I bought a pair of 661s off Fleabay for $30. Worn once. The difference is that they have a stiff sole which makes it easier to pedal.


----------



## pcordon (Sep 22, 2008)

I use Reeboks Skye Peak. These are walking shoes with very good grip. They work great on platform pedals and they also get the job done whenever you have to push/carry your bike on steep terrains.


----------



## cyrix (Jan 29, 2008)

Here you go: https://www.zappos.com/images/741/7418921/8521-642536-d.jpg

The DC AT-2 shoes. Sure those colors in that image are pretty much a fruit roll up....but you, of course, can get them in other colors and they work amazing well. For color advice, well I personally went and found a pair with pink and mango. I mean what's more manlier than pink and mango. Except of course something darker than black, oh...that and oiled up grecco man on man wrestling.


----------



## azn (Jan 30, 2008)

+1 as well for the skate shoes.

i have a pair of adios. sticky as hell


----------



## romar (Sep 16, 2006)

Modena said:


> Five Ten's. Not the cheapest platform shoes, but worth every penny imo.

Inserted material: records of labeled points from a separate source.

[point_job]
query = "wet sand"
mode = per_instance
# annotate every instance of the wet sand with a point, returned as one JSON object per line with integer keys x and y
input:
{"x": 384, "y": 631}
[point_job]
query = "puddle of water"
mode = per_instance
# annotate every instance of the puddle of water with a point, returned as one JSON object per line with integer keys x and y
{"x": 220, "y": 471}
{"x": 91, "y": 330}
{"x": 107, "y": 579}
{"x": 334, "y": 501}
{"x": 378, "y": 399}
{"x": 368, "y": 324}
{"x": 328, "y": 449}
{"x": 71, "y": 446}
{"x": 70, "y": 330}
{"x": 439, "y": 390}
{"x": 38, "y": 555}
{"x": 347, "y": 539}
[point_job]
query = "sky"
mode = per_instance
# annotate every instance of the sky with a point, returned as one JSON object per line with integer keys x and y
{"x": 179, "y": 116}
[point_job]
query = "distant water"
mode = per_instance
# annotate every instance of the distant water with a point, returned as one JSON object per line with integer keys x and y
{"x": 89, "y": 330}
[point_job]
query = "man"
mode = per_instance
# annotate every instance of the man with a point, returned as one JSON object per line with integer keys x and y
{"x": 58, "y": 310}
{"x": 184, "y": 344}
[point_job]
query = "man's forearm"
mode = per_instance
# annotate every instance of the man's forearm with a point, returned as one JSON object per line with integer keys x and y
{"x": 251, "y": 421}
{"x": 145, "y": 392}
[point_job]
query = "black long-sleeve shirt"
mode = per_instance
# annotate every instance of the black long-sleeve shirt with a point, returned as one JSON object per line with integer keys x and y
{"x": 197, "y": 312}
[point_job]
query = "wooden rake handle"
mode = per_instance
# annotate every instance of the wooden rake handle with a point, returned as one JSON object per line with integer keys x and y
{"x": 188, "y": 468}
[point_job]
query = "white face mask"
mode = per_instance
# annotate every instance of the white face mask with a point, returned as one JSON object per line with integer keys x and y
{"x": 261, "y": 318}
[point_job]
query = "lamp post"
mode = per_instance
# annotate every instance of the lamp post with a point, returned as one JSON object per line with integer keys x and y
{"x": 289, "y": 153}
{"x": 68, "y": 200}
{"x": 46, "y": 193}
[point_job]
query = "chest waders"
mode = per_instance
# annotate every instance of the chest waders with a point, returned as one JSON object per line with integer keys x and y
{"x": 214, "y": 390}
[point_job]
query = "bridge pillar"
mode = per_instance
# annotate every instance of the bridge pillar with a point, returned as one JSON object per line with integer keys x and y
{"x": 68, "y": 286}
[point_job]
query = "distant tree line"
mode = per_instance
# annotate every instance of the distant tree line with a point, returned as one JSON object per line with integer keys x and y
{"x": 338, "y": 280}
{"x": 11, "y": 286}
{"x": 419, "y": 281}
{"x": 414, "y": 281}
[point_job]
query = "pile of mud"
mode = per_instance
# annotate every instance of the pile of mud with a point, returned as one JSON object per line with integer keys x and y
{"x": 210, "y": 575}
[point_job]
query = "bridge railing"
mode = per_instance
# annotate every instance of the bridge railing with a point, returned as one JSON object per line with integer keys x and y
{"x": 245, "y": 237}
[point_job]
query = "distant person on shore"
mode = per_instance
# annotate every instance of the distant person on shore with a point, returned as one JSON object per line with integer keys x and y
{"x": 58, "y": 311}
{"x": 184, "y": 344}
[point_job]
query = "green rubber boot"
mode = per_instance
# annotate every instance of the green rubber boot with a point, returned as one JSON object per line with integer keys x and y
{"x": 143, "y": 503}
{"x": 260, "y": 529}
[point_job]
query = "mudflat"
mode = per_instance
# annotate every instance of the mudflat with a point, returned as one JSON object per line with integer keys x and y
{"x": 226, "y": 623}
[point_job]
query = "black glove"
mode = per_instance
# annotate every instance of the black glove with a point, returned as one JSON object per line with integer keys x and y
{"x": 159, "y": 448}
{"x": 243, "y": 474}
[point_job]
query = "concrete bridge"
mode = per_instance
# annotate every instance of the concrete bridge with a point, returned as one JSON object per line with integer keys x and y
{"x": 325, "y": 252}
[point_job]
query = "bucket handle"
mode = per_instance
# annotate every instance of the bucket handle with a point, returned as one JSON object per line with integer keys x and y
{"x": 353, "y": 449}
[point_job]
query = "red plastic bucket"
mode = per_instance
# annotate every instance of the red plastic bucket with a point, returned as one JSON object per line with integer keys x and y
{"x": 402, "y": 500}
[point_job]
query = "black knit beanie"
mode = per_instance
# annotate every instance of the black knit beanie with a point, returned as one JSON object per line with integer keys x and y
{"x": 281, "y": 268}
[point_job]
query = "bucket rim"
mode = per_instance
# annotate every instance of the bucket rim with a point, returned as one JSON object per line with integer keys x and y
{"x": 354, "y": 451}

+1. I've tried skate shoes and they do work well, but not nearly as good as the Five Ten Impacts.


----------



## musky (Jul 21, 2007)

I rock Adios as well. Great shoes!


----------



## Groffball (Jun 7, 2008)

I wear spikeless golf shoes 

No but seriously the rubber on the bottom is super grippy and and the tread conforms to anything. As I wear the tread down a bit they grip even better on my platforms.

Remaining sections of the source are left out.